American Express Is Making Smart Branded Content Millennials Will Love
For the first time, American Express is creating custom marketing and advertising content that reads as editorial. Here’s a roundup of their new campaigns with Bustle, Buzzfeed, and Vox.
American Express is joining the custom branded content game, and their foray into the space looks promising.
Rather than “shouting” at the mass market as they have since time immemorial, AmEx is launching smaller, focused campaigns with the help of young, millennial-focused platforms Buzzfeed, Vox, and Bustle, according to Digiday.
Seeking to have a meaningful impact with each concept, the credit card company is helping produce branded partnerships that provide real value to the millennial customers they want to reach to promote their “Pay It Plan It” feature.
We’ve taken notice of the rise of smart, engaging branded content of late, such as the branded podcasts that function as advertisements that people actually want to hear. AmEx clearly sees the trend of needing to create content that benefits the reader, viewer, listener, etc., and wants to deliver that content to places they know millennials will be going.
AmEx is teaming up with Buzzfeed in two areas: First, they’ll be the exclusive launch partner of the new Buzzfeed Reviews. They’ll also be the first sponsor of Buzzfeed Tasty’s “Friend in Town” show, the platform’s stab at the kind of tourism-and-food-and-experiences show in the vein of “No Reservations” and other travelogue shows.
With Vox, AmEx will sponsor The Goods by Vox, which includes 12 editorial videos and a newsletter, as well as Explainer videos (a format Vox has become famous for) about wise spending. They’ll also sponsor Eater’s Kitchen Gadget Test Show, with an emphasis on seeing which devices are worth the price.
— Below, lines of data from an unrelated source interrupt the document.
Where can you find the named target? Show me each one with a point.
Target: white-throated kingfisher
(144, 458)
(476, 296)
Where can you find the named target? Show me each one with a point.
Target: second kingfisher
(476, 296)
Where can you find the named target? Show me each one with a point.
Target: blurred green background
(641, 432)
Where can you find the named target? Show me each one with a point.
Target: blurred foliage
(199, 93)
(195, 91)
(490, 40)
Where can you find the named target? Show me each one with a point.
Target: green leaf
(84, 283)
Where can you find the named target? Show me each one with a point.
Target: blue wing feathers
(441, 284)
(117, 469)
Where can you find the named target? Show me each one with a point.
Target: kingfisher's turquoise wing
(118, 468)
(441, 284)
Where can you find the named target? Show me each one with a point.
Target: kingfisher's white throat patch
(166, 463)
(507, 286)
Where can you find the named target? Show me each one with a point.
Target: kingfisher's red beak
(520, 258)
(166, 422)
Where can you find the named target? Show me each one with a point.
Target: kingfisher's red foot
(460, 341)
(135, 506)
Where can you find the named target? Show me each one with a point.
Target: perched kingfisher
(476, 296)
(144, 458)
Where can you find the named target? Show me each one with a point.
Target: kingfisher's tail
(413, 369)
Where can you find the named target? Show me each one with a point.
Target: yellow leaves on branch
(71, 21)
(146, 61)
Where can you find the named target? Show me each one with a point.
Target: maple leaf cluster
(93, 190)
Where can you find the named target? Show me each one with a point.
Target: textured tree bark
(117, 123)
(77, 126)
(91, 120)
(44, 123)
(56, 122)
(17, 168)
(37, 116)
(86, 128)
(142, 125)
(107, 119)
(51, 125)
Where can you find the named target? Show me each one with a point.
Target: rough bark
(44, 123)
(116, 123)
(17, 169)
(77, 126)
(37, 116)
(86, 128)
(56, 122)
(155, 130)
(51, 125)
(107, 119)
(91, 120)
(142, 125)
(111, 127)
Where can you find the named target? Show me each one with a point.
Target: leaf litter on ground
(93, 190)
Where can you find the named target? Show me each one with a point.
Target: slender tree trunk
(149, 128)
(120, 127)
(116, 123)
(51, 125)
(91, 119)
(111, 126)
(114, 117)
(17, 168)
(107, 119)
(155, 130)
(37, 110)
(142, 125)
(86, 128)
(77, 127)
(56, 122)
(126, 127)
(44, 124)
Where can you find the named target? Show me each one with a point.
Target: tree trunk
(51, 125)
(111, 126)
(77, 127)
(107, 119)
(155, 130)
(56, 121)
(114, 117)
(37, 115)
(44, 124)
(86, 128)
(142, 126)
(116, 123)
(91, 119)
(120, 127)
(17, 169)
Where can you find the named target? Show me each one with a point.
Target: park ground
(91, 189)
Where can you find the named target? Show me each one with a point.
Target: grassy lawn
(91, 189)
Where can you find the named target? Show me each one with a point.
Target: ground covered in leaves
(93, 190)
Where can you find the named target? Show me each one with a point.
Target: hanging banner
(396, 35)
For Bustle, AmEx will have custom illustrated articles with advice on making sound financial decisions, to be coupled with digital banner ads.
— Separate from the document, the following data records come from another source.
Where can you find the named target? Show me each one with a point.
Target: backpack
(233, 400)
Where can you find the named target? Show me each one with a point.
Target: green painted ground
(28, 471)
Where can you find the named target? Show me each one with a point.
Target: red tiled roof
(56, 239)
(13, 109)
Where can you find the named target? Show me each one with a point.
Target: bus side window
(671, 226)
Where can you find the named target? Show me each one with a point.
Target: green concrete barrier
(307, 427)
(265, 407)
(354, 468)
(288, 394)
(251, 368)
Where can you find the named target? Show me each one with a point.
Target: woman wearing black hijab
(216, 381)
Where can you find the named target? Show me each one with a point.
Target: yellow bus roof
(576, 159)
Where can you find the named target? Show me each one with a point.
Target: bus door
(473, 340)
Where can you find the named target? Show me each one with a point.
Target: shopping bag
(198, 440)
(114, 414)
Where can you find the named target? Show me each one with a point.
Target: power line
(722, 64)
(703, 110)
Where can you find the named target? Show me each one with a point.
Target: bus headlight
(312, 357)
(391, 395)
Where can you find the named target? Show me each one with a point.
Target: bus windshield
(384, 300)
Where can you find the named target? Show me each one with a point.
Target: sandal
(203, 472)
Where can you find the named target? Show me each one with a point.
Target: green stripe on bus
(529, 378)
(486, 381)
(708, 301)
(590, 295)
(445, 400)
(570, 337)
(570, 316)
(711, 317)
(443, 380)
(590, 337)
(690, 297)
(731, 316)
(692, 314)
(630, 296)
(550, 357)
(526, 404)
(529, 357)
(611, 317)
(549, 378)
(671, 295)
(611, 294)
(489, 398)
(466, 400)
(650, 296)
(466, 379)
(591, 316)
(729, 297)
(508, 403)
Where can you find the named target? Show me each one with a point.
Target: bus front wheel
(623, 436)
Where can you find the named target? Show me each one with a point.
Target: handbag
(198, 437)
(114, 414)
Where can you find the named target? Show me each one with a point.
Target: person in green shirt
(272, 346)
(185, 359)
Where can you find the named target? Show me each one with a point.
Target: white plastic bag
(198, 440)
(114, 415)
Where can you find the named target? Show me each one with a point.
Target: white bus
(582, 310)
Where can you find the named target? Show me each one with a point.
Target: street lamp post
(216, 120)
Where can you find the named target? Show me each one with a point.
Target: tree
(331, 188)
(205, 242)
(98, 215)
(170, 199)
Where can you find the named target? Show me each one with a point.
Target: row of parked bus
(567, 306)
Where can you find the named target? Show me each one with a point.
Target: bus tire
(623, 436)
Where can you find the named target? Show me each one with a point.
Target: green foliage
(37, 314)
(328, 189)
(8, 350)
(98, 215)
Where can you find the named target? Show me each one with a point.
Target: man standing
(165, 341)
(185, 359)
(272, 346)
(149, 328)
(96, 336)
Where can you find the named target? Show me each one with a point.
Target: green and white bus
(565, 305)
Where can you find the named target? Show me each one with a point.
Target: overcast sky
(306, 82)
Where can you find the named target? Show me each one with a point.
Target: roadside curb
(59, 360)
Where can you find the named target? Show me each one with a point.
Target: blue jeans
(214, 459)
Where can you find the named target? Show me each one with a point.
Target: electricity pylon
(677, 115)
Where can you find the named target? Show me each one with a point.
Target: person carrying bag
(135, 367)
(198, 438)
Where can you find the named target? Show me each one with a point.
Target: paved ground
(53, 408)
What are the main takeaways here?
Easy integration is key
The “four main passion areas” of AmEx card members are reportedly travel, entertainment, home, and tech. The content discussed above, which focuses on almost these exact spaces, are clear and obvious integrations for the brand and the product, which will help it from feeling forced or awkward.
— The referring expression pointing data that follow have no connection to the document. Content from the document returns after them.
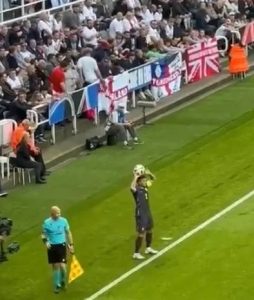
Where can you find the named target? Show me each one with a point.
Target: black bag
(93, 143)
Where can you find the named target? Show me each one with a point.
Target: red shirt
(56, 78)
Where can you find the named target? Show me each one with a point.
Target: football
(139, 170)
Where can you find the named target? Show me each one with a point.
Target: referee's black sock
(138, 244)
(149, 238)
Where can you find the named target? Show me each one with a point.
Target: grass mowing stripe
(171, 246)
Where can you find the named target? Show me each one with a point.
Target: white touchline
(170, 246)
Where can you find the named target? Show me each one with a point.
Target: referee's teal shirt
(55, 230)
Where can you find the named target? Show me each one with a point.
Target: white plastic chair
(21, 175)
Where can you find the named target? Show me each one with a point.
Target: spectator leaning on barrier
(88, 68)
(23, 159)
(34, 151)
(57, 79)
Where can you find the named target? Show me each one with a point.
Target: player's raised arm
(149, 173)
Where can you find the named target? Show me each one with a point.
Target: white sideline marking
(170, 246)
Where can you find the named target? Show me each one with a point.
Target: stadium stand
(98, 39)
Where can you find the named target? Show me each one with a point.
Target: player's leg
(138, 245)
(57, 255)
(139, 239)
(149, 238)
(63, 275)
(63, 259)
(56, 277)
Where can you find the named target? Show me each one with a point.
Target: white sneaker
(138, 256)
(150, 250)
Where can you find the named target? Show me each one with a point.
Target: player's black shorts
(144, 225)
(57, 254)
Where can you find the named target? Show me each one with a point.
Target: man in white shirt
(44, 25)
(153, 33)
(88, 68)
(87, 11)
(27, 56)
(116, 25)
(146, 15)
(90, 34)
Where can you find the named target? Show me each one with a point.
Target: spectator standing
(90, 34)
(116, 25)
(19, 107)
(45, 26)
(88, 12)
(88, 68)
(57, 79)
(71, 17)
(14, 81)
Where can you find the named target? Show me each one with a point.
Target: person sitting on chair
(118, 125)
(35, 152)
(23, 159)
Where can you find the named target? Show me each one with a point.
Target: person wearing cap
(57, 237)
(143, 216)
(119, 126)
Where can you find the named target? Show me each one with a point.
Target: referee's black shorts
(57, 254)
(144, 224)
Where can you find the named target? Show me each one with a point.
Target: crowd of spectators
(93, 42)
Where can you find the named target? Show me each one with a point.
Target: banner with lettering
(166, 76)
(202, 60)
(113, 92)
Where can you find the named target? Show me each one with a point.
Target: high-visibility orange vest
(238, 61)
(17, 136)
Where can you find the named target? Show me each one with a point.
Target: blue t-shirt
(55, 230)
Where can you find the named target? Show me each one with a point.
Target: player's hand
(71, 249)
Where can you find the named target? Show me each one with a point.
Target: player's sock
(149, 238)
(56, 278)
(63, 277)
(138, 244)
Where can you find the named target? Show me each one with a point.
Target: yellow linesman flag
(75, 269)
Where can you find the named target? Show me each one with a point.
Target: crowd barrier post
(6, 128)
(33, 117)
(57, 115)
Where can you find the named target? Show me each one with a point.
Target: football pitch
(203, 158)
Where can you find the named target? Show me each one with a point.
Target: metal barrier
(33, 117)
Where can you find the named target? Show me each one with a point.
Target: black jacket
(23, 152)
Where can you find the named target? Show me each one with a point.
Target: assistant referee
(57, 237)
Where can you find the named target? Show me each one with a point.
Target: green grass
(202, 157)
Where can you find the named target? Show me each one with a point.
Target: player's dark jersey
(141, 198)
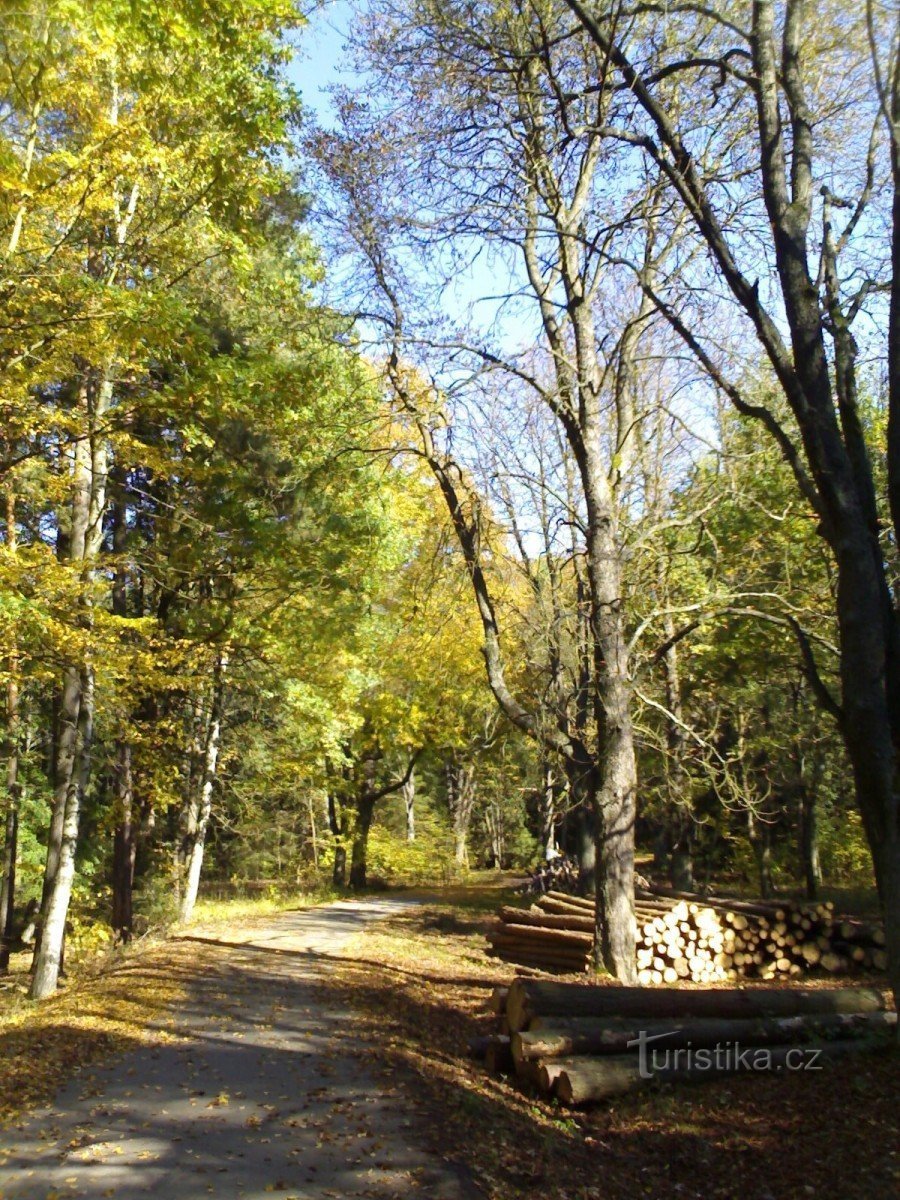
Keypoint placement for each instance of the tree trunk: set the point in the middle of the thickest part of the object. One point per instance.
(547, 809)
(337, 825)
(13, 789)
(125, 835)
(89, 503)
(761, 843)
(531, 999)
(359, 849)
(201, 804)
(461, 801)
(124, 847)
(408, 792)
(809, 843)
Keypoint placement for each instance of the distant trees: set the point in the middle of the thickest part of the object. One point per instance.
(809, 96)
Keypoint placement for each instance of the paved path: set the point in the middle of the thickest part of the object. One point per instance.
(264, 1099)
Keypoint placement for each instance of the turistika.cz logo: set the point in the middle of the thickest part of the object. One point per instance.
(724, 1057)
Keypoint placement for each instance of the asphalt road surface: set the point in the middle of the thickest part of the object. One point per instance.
(263, 1096)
This content could live without AmEx
If the AmEx logo and mentions of the brand were removed from almost all of these forms of content, they would still be useful and interesting to consumers. That’s by design: The videos, articles, and newsletters are just as informative and entertaining as non-branded content, but with a little extra emphasis on a specific tool (in this case, Pay It Plan It) to help things along.
This is just the beginning
According to Terryn Lance of AmEx, who spoke to Digiday, custom content will be the focus for AmEx going forward. Brands are getting smarter about where and how to meet the customers they’re trying to reach—so expect more of your content to feature brands cozied up to editorial in increasingly inventive ways.